Avram, though he was their king, bowed to the seated youths, then withdrew, whistling something ancient and joyous, much like himself. He didn't really need the robes. He was always shining on the inside somehow, no matter what the occasion.
But so much for tomorrow. Jason remembered the grave words he must share today. He lifted Sophia's hand and put a finger to his lips. With her ready quill he inscribed her wrist with,
"Sophia, I think I'm being poisoned…"
She looked at him in disbelief. So he added,
"…by my brothers."
.
.
A millennium later, something else whistled through the air of the planet Protos, but the occasion was not a joyous one. The Doctor was alone at the helm of a capsule which, he was discovering, did not even possess the one redeeming feature for which he had bought it.
He was wearing a helmet and peering awkwardly through radiation goggles designed for an entirely different-shaped species, gripping the shuddering joystick with one hand and yelling into the understated wristwatch on the other.
"Cla-ra! Can you … hear me? I don't think this piece of junk is going to hold up. It sounds like it's going to fall apart … before I enter the atmosphere!"
At home in her kitchen, Clara's hands were also busy, concealed in oven mitts. She replied through the mic of an odd-looking headset obviously cobbled together in a hurry by the Doctor.
"Doctor, didn't you tell me it was supposed to fall apart? Wasn't that the plan?"
The so-called "capsule" was in fact the most nonchalant-looking piece of space junk the Doctor had been able to find in the floating salvage yard of one Hatfoot of the Velvet Underbelly, a man who was suspected to provide "many helpful services" to desperate beings.
The plan was to evade detection by the legendary protectors of the planet Protos, or in other words, to land without being shot at, blown up or arrested. Burning up on entry was the perfect cover, but it was becoming apparent that this piece of junk really was a piece of junk.
"Can't you teleport out of there or something?"
"I could, but then I'd be detected. It's the same reason I couldn't bring the TARDIS."
"What will you do?"
"I'll just have to jump a bit early."
"Was this really worth it, Doctor?"
"Well, Protos is on my bucket list. You know I can't resist a mystery." There was a loud bang, and the sound of rushing flames. "Feeling … pretty … stupid … now."
By now, Clara was in a panic, staring out the window into the night sky of the wrong planet as if she might catch a glimpse of the Doctor's very own shooting star.
The Doctor managed to say, "Can't … speak … any more.
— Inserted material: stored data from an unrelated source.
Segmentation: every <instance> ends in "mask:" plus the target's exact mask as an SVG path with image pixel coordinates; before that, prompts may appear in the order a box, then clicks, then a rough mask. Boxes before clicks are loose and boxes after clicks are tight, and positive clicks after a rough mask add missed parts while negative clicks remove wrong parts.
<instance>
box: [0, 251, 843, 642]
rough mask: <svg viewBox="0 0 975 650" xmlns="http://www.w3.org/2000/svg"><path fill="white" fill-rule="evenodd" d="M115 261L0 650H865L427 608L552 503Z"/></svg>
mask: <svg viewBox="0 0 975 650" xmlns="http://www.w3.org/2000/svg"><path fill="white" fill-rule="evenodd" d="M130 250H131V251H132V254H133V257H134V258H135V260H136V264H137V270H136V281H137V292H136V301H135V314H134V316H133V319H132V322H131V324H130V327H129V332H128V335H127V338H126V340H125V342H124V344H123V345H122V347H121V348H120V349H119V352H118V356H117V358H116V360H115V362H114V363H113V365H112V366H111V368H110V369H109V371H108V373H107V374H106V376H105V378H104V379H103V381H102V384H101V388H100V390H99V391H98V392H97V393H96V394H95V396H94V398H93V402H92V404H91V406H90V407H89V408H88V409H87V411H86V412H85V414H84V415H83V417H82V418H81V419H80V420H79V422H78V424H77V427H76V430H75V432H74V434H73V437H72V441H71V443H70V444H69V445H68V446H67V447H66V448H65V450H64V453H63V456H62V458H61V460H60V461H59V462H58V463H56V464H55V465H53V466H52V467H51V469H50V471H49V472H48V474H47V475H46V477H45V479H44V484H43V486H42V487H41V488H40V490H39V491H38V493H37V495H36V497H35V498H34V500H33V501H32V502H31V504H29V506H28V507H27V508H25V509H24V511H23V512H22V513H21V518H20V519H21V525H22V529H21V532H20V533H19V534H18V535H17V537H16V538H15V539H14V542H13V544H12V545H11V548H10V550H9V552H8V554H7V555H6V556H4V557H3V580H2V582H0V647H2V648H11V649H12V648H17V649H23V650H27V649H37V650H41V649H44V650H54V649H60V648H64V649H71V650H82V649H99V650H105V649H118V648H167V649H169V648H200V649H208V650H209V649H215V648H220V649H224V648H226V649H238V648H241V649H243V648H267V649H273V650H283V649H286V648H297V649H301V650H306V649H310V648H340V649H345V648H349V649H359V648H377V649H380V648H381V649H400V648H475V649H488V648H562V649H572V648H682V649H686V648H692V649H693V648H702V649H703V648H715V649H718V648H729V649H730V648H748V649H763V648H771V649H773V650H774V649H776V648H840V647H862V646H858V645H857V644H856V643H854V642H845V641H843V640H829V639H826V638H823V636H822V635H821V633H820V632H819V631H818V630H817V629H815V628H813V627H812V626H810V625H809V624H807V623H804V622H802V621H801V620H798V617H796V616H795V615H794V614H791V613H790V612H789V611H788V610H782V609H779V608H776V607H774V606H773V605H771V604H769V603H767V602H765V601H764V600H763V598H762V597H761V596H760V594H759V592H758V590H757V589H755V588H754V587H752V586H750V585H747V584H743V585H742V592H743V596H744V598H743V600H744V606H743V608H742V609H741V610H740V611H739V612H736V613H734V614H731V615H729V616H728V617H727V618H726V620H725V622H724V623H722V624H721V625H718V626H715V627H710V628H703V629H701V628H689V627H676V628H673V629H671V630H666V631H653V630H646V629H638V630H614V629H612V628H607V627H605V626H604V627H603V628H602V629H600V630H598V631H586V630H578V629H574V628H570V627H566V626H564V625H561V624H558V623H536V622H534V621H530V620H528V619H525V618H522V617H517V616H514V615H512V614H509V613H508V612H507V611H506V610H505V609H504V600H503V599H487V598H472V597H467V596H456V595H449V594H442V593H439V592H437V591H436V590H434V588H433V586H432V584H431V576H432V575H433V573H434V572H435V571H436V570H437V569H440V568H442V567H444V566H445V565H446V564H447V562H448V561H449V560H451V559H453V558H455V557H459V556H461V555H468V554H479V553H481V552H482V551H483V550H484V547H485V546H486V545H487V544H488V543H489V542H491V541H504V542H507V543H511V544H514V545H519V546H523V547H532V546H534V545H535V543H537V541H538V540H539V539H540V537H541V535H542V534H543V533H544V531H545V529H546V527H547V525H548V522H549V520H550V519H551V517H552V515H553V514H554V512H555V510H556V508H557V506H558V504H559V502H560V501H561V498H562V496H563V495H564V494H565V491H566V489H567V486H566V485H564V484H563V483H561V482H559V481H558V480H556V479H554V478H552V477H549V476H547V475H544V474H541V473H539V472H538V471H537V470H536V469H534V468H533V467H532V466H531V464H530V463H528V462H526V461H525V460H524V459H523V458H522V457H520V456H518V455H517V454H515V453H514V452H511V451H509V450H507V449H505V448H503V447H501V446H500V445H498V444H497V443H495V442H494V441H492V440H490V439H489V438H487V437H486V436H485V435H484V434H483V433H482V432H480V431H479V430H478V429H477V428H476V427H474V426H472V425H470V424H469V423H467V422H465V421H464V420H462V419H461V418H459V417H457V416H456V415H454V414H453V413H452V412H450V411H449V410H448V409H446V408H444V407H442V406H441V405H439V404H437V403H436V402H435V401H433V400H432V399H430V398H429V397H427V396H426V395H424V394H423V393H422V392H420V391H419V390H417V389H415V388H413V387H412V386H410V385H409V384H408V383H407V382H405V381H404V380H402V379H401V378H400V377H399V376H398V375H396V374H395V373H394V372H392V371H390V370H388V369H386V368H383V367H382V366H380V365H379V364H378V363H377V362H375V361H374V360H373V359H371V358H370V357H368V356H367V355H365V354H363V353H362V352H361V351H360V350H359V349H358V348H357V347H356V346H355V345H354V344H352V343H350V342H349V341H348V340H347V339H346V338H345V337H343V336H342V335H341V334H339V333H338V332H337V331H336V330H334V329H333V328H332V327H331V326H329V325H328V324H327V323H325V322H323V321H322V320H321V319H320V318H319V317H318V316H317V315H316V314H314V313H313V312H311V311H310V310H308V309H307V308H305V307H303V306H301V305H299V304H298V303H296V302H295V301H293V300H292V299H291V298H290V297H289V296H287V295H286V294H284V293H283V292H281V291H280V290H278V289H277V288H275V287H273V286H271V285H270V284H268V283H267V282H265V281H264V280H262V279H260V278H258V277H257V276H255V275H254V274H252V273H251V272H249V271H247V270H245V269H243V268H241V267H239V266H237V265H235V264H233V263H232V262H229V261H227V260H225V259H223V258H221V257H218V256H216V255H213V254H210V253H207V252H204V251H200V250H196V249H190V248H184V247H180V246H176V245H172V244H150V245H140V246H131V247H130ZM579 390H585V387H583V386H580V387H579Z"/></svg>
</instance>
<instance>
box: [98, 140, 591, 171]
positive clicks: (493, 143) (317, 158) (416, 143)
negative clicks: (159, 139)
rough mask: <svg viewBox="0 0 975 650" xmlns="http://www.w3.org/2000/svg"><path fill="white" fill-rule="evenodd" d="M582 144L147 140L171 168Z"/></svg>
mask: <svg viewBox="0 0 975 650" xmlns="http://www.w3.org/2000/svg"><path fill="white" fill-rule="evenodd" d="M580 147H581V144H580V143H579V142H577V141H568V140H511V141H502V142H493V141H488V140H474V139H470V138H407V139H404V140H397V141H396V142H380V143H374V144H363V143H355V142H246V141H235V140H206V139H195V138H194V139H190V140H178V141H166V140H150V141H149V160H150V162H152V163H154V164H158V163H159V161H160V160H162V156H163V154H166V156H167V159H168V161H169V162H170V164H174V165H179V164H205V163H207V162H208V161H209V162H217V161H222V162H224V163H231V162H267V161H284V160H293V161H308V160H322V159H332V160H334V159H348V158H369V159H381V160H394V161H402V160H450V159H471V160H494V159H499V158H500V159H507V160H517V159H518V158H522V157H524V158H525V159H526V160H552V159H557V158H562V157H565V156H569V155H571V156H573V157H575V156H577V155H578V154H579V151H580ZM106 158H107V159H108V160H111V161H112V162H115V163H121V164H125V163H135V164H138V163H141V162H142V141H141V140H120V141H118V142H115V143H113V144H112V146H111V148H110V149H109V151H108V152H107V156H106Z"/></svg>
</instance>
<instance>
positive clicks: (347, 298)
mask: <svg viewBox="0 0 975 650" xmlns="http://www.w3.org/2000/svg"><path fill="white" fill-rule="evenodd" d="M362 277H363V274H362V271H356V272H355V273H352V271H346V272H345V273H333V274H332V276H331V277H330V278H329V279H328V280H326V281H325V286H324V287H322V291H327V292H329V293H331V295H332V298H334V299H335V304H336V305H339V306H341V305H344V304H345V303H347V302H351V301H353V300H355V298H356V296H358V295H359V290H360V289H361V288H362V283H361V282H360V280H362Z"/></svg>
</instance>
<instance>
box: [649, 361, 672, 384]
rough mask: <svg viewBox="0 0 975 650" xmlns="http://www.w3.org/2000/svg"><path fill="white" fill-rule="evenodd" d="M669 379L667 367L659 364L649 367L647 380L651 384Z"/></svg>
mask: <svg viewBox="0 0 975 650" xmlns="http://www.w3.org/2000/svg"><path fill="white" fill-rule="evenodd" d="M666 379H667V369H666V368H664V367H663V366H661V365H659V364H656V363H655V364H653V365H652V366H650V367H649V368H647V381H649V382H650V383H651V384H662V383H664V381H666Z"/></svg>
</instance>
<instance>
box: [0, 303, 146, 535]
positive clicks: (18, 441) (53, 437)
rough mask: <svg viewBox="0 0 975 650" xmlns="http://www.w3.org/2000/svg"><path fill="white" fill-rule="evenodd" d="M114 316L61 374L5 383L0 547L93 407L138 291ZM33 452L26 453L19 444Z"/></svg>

Activating … dive suit."
And then the line went dead.
Clara wrapped her arms around herself and sat down. What else was there to do?The Doctor had explained everything, and giving Clara a running commentary on every possible moment of this excursion was the only condition upon which she would agree to stay behind. Now she almost wished she hadn't heard anything.
Though she didn't know his entire history, this recklessness seemed a little out of character, even for the Doctor. She sensed there might be something on the horizon which only he could see.